Karena tidak puas dengan hasil yang diberikan oleh dokter, keluarganya pun mendatangi seorang kiai yang katanya ahli menerawang hal-hal ghaib yang berurusan dengan jin atau setan. Menurut hasil penerawangan Kiai itu, Dewi kerasukan jin berjenis kelamin laki-laki. Jin laki-laki itu menyukai tubuh Dewi. Makanya Dewi menjadi pendiam. Memangnya dalam bangsa jin tidak ada jin perempuan sehingga jin laki-laki menyukai manusia? Atau mungkin jin tersebut kurang kerjaan? Masih tidak puas dengan hasil penerawangan Kiai, keluarganya Dewi mendatangi seorang dukun yang dikenal telah menyembuhkan ribuan pasien. Bahkan kemarin dia habis menyembuhkan seorang pasien gila dan sekarang sudah sembuh. Nyatanya Dewi tidak gila.
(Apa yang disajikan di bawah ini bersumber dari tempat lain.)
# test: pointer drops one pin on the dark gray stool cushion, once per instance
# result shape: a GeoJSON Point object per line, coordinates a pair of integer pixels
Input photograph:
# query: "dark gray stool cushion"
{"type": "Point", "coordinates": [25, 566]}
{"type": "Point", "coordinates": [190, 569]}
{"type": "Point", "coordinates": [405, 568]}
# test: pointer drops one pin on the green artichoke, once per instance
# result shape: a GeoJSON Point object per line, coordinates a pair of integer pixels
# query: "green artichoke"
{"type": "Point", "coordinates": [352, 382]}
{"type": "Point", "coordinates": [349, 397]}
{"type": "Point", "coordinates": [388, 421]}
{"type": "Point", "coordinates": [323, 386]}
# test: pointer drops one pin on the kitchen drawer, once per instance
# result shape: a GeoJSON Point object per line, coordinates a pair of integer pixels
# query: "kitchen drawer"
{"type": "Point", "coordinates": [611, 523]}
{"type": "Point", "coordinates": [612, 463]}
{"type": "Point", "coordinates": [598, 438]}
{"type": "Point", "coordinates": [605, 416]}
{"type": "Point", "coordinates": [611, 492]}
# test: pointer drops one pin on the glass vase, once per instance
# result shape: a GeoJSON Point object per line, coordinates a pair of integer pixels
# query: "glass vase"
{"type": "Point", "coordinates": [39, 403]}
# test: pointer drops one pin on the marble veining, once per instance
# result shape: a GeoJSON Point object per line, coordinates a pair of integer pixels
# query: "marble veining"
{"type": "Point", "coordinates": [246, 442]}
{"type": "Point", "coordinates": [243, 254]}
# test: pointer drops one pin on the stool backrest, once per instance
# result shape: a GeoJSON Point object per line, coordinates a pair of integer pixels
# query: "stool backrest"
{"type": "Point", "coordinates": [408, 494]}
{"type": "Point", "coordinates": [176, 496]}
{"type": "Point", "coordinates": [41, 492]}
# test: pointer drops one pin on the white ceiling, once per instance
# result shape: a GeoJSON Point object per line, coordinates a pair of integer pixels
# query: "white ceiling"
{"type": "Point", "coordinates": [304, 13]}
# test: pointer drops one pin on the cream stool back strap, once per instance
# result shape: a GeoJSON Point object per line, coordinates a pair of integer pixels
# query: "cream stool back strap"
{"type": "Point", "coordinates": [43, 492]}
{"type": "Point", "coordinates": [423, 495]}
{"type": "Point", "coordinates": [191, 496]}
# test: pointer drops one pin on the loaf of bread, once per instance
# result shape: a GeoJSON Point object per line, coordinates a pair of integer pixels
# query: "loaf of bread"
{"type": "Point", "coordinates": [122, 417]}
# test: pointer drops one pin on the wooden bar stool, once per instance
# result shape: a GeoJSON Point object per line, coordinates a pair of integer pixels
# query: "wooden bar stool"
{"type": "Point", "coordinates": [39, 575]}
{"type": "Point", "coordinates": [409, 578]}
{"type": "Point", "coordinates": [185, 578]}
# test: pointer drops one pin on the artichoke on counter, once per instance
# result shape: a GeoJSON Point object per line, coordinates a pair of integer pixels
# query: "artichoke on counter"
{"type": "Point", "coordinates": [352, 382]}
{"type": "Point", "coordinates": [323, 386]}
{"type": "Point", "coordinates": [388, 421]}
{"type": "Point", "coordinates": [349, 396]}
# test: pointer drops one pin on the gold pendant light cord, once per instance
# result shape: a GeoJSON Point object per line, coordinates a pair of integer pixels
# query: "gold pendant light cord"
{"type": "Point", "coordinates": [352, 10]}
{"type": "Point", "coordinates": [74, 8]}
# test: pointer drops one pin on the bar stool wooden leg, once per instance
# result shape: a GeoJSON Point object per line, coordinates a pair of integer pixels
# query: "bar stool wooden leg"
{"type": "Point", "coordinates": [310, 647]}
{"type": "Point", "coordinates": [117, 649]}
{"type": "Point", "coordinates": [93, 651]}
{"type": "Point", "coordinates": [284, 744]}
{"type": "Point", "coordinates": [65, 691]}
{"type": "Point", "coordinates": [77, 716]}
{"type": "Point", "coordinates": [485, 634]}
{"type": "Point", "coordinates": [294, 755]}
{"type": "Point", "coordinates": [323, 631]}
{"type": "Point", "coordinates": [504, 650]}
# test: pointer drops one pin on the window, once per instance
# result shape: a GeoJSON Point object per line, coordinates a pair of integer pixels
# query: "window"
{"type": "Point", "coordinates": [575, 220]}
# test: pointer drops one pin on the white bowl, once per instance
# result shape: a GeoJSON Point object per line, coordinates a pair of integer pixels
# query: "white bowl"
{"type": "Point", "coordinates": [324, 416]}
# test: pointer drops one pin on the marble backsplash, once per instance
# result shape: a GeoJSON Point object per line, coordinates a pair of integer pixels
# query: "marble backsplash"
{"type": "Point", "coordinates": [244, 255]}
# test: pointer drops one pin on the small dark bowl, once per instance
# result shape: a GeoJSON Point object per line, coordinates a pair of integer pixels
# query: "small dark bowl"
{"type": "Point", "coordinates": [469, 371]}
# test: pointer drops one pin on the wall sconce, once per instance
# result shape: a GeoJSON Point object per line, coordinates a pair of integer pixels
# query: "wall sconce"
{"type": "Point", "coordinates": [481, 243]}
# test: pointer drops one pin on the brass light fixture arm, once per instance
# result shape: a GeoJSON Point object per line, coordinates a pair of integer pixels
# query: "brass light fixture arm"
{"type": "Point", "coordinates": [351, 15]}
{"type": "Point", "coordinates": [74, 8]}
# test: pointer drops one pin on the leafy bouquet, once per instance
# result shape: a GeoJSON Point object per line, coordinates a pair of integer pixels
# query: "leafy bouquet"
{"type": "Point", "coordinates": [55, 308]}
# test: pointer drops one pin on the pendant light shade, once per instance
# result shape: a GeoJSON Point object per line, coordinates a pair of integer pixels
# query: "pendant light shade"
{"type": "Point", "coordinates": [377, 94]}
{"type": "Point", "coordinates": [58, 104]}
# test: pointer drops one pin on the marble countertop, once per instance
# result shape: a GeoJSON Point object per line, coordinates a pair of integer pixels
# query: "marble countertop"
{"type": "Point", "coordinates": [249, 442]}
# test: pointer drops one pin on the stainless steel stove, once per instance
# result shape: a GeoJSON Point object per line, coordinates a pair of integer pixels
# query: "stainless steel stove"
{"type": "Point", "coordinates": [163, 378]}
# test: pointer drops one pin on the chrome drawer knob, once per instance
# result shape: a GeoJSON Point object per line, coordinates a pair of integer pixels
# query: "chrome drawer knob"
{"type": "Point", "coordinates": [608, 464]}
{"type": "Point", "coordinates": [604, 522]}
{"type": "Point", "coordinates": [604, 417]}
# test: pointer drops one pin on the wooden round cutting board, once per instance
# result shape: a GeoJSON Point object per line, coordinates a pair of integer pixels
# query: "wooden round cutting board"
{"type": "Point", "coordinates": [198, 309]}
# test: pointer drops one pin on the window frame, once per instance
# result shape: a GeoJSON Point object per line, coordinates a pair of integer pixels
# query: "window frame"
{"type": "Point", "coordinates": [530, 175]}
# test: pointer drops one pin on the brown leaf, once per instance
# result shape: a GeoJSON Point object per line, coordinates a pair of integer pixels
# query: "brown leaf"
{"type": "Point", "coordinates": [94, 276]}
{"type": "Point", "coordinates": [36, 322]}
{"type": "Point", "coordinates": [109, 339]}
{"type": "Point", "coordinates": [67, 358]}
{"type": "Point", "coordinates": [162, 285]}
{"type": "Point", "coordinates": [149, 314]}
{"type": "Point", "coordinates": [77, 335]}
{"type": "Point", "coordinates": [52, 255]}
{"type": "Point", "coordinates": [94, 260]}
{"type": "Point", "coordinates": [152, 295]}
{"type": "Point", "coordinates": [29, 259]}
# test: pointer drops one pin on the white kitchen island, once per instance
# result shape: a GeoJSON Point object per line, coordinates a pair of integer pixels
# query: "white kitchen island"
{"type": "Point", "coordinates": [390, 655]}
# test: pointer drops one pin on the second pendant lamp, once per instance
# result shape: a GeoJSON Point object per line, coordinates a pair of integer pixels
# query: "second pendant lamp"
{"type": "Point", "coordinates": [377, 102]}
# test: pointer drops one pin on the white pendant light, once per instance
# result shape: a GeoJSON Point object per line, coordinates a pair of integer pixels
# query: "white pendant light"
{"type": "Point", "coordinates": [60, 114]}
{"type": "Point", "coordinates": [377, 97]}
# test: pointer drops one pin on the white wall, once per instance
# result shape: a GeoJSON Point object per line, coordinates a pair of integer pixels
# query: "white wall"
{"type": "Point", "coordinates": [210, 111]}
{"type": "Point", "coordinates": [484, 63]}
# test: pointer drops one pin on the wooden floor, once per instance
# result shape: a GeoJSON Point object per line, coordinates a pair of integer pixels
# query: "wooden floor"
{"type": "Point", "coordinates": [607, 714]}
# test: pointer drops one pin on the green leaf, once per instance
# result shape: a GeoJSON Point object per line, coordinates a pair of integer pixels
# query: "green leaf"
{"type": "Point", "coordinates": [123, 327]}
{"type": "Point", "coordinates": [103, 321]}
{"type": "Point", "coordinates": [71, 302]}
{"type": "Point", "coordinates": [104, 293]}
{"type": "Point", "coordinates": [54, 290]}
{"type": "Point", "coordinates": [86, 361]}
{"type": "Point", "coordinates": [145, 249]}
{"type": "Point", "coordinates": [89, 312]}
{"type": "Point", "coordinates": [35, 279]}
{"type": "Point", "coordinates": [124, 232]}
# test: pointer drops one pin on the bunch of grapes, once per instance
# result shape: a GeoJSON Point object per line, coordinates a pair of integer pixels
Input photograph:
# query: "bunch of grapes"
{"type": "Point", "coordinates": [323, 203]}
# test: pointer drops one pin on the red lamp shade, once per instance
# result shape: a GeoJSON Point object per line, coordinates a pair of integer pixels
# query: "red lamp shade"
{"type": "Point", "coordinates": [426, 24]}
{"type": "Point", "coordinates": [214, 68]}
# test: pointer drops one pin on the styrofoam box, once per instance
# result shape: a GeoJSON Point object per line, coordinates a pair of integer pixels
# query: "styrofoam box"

Dia tidak mengamuk pada orang-orang maupun melemparkan benda-benda di sekitarnya. Dia seperti gila tapi tidak gila. Dia waras-waras saja. Kata si Dukun, Dewi habis kesambet setan kober. Setan itu telah menguasai tubuh Dewi. Dan untuk bisa melepaskan Dewi dari kuasa setan tersebut, maka Dewi harus dipertemukan dengan seorang laki-laki. Hah, laki-laki yang mana?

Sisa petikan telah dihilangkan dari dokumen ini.